第一発見者となった執事のグレイグの目には最初眠っているように見えたらしい。
何度呼びかけても反応がなく、徐々に二人との距離を縮めそうでないことに気づいたとのことだ。
私に対するシアの稚拙な毒殺未遂など吹き飛ぶような驚きだったに違いない。
それでも彼は執事で、サイドテーブルに置いてある遺書の存在を見逃さなかった。それが当主レイモンドの筆跡であることも。
警察ではなく旧当主に先に連絡を取るよう進言してきたのも彼だ。
遺書の本文に目を通すと私はその提案を受け入れた。
手紙の内容をそのまま信じるならカリーナを殺したのはレイモンドだった。
ただの愛人だった彼女だが徐々に自分を伯爵夫人に迎えるように言い出した。
更にアリーネに張り合うように子供を欲しがるようになり薄々恐怖を感じていた。
妻から諭してもらっても納得せず、仕方なく自分が深夜部屋に呼び内密に別れ話を切り出した。

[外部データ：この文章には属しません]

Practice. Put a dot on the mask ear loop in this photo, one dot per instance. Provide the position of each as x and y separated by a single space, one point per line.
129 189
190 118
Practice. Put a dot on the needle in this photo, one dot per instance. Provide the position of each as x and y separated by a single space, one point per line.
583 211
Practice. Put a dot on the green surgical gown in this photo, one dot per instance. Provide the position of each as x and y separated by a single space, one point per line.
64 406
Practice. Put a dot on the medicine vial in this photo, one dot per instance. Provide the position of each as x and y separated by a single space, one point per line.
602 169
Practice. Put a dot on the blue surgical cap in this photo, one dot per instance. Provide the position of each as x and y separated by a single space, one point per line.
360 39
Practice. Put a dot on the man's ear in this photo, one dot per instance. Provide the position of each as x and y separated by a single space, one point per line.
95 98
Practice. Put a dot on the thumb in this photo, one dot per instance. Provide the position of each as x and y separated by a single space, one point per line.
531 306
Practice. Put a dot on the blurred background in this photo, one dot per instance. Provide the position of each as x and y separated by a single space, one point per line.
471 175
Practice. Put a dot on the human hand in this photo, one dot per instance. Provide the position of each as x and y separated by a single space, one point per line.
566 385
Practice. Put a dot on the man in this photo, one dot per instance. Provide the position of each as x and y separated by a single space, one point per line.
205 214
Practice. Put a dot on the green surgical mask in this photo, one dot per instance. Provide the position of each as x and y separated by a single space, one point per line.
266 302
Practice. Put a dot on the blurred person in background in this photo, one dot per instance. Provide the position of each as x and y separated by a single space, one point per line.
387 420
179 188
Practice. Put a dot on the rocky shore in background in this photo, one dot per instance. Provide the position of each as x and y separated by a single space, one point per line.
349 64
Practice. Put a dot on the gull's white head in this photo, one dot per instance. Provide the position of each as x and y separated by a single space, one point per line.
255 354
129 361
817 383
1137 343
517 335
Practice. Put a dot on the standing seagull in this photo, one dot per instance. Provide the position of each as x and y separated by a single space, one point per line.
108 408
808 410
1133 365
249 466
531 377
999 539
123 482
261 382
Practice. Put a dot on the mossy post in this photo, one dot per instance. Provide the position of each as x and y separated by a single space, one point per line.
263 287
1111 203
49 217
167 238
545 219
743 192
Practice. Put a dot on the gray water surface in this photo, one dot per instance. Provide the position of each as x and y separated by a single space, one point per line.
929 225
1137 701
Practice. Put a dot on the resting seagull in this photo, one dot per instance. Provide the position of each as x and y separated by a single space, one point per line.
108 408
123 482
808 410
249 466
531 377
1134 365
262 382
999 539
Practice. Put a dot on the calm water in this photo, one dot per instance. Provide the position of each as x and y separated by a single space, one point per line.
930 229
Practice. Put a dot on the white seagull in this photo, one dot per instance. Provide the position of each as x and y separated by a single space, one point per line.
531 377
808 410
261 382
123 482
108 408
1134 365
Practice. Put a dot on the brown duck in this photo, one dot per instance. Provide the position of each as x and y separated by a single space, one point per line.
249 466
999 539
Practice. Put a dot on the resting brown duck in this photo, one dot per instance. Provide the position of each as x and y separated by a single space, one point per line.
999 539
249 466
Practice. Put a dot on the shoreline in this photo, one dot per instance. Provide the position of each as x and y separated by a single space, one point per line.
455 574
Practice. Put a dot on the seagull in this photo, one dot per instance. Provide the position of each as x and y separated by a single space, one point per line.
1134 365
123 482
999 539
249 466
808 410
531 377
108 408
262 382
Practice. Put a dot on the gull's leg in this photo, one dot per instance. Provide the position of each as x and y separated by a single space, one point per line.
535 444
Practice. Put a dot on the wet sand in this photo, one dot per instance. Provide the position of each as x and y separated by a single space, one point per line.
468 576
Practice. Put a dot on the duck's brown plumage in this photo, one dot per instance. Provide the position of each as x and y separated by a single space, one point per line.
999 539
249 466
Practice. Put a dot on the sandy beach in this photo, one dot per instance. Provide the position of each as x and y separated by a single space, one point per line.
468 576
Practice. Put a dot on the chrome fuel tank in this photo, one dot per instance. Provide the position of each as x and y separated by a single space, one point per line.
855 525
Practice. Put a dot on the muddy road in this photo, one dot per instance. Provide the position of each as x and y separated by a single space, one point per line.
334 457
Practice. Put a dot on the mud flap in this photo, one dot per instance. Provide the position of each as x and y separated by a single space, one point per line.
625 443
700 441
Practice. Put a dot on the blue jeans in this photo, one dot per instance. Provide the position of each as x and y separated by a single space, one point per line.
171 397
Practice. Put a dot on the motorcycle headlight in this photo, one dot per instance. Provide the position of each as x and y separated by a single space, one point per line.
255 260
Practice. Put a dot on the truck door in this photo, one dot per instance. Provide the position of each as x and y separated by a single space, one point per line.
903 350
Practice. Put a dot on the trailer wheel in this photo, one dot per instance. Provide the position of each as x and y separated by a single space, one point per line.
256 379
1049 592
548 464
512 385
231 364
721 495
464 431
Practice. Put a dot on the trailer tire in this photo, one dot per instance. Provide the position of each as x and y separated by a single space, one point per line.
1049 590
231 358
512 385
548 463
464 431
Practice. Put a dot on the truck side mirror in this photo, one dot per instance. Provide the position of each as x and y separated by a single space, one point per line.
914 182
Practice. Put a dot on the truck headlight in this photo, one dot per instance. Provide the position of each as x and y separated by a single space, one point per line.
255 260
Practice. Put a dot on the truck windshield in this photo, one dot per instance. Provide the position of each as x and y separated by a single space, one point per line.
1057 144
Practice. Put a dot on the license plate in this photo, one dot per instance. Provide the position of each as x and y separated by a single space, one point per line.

すると妻と腹の子を殺すと言い出したので争いになりその中でカリーナの首を絞めて殺してしまった。
間違えて殺してしまった後で自分が心からカリーナを愛していたことに気づいた。
妻と子には申し訳ないが彼女の持っていた毒で後を追うことにする。
「……どう思う、この内容?」
私は薄く笑いながらグレイグに問いかける。彼は無言で、だが気の毒そうな目で私を見た。それが答えだった。
シアはカリーナの死亡を知った途端気を失ってしまった。本当に小心で臆病な娘だ。しかしそこが美点でもあった。
「カリーナの作戦が成功していたら、当主とその愛人と妻と子が一日でこの屋敷からいなくなっていたわね」
シアには感謝しなければ。そう私は溜息を吐いた。
彼の子供が居てくれて本当に良かった。腹を撫でながら私は言う。
「レイモンドは、本当にいつもいつも、真実の愛ばかり追って……私はいつも謝られてばかりで」
「奥様」
「いつも後で謝れば私が許すって思っているのね、いいわ、許してあげるわ、だから……」
これも自殺ごっこだって、そう言って起きてきなさいよ。
私はゆっくりと膝から崩れ落ちた。
けれど、そうなる筈がないことを私は誰よりも知っていた。
そして私は妊婦のまま未亡人となった。